Titolo originale : “300- Rise of an empire”
Regia: Noam Murro
Interpreti principali: Eva Green, Sullivan Stapleton, Lena Headey, Rodrigo Santoro
Genere: azione
Durata: 100 minuti
Valutazione:
Inseritosi nel solco inaugurato nel 2007 da Zack Snyder con “300” , “Rise of an empire” è il midquel del film che narrava le vicende legate alla leggendaria, seppur storicamente accertata, battaglia delle Termopili, in cui il re Leonida e 300 spartani appartenenti alla sua guardia reale perirono coraggiosamente, come raccontato da Erodoto, sotto l’orda degli invasori persiani. Il film prende le mosse dalla battaglia navale combattutasi a Capo Artemisio tra la flotta persiana, guidata dalla regina Artemisia, greca di nascita, ma pervasa da un forte senso di vendetta verso il suo popolo d’origine, e la flotta greca, agli ordini del generale ateniese Temistocle, colpevole, nella finzione filmica, di aver ucciso durante la battaglia di Maratona,avvenuta 10 anni prima, il re persiano Dario I. E proprio in seguito alla battaglia di Maratona, il figlio di Dario, Serse, risorgerà dalla sua condizione umana per abbracciare le vesti e le sembianze di un Dio-Uomo, eletto dal fato ( e manipolato da Artemisia) per portare morte e distruzione in terra greca. Girata con ampio uso del Green screen e della tecnica del “chroma key”, per donare al film le fattezze di una graphic novel in movimento, rivoluzione estetica che fece la fortuna del predecessore (tratto, lo ricordiamo, dall’omonimo fumetto di Frank Miller) , la pellicola è priva del sensazionalismo mitopoietico che fece i fasti del sequel. Gli episodi storici rappresentati, pur attingendo dall’identica dimensione temporale che investe gli eventi guerreschi della guerra Greco-persiana, restano vittime di una celebrazione trionfale dell’aneddoto e dell’eventuale.

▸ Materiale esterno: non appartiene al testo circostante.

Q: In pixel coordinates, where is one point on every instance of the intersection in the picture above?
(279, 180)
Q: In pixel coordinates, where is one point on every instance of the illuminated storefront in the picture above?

La matrice delle vicende, di per sé tra il favolistico e il chimerico, è orfana della drammaticità del prequel, di quel prorompente e avvenente lirismo del fantastico, in cui utopia e epica visiva producevano dimensioni si volgari, di una violenza esasperatamente triviale, ma di grande impatto emozionale. L’ossessione nel voler forzare ogni ruga della narrazione , di creare clamore pur all’interno di aspetti palesemente secondari diviene la patologia preponderante del film, sorretto a fatica dall’aggressiva carica erotica e dalla sensualità della Green.
In quest’ “estasi della spada e della carne” naufraga l’opera tutta ; “300 – L’alba di un impero” è una sorte di contenitore vuoto, privo di un’anima, eppur bellissimo agli occhi, appagante per i sensi, forse anche più del predecessore per suggestività paesaggistiche e scenografiche. Per tutta la durata del film si ha come la sensazione che il meglio sia già stato mostrato, che “300 –L’alba di un impero” viva di luce riflessa (e la scelta di mostrare la decapitazione del cadavere di Leonida è per questo foriera di verità). Se “300” era volutamente iperbolico, perché film d’istinti, d’ideali meno nobili ma forse più intimi e umanamente primordiali, “L’alba di un impero” è prevedibile tanto nello sviluppo quanto nelle idee sottese al plot. La speranza di chi scrive è che la decisiva battaglia di Salamina non offra la possibilità a produttori e sceneggiatori di allestire l’ennesimo carrozzone commerciale.